Here’s the traffic as seen on JMeter’s View Results Tree listener afterward:
And here’s the recorded request within the recording controller:
Analyzing the request
It looks like at least the initial login request is a GET to an Auth0 service, with several parameters being passed in the body. It also has some authorization headers.
The parameter values also look like they might be dynamic, meaning they change from session to session. At this point, I would typically change some of these from being hardcoded values into dynamic ones so that the application receives a request in the right format, and I could look through Auth0’s API documentation to find out how the authentication message should be formulated.
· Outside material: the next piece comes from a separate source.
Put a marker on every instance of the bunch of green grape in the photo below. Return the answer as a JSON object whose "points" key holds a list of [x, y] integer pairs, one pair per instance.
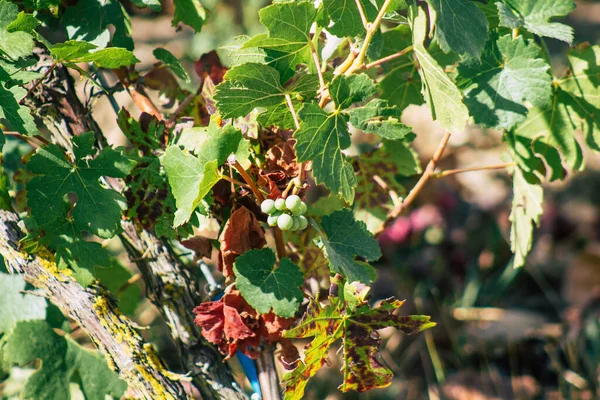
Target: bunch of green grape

Since I don’t have a valid login for testing purposes, I skipped this step and just used the raw request for demonstration purposes.
Preparing to run
Think time is a delay between requests meant to simulate the time it takes for a user to think before taking another action. Without think time, JMeter would fire off requests one after another, which often isn’t realistic and drains resources. I don’t want that, so I added a JMeter timer. There are plenty of timers available, but I settled on a Uniform Random Timer.
The CEO of Shadow told Motherboard that many precinct chairs were confused by the login process as they had to put in three strings of numbers in the right sequence. So, I decided to work that into the script with the timer. I set it up with a constant delay of 2 minutes and a random delay of 1 minute so that the delay would vary from 2 minutes to 3 minutes to simulate a precinct chair attempting to log in a few times.
Execution: Running your mobile load test
According to Motherboard, Shadow has already taken the app servers offline. However, it’s not a good idea to run a full load test against an endpoint that you don’t own, so I decided not to run a test.
Usually, though, I’d want to start with a shakeout test of 10 users or so, and then gradually increase the user load until the peak of 1,800 users. I also would have played around with changing the load profile, such as by increasing or decreasing the ramp-up or steady-state durations, experimenting with stress tests and soak tests, and adding traffic from another availability zone to simulate the 99 satellite precincts around the world. Running multiple load generators can quickly get out of hand if you want to use physical machines, so I would run load tests on the cloud with something like Flood. All of these little changes would have given valuable data that would help me gauge the app’s performance in production-like situations.
Building quality software is not a trivial task. There are many moving parts to account for, and critical errors can be introduced in every stage of an app’s development. While load issues were not the main culprit in the failure of the IowaReporterApp, a simple load test like the one I describe here, might have improved app stability and reliability. Even in cases where load testing doesn’t seem necessary, it can still uncover gross issues in configuration, usability, or security for an app developed on a deadline.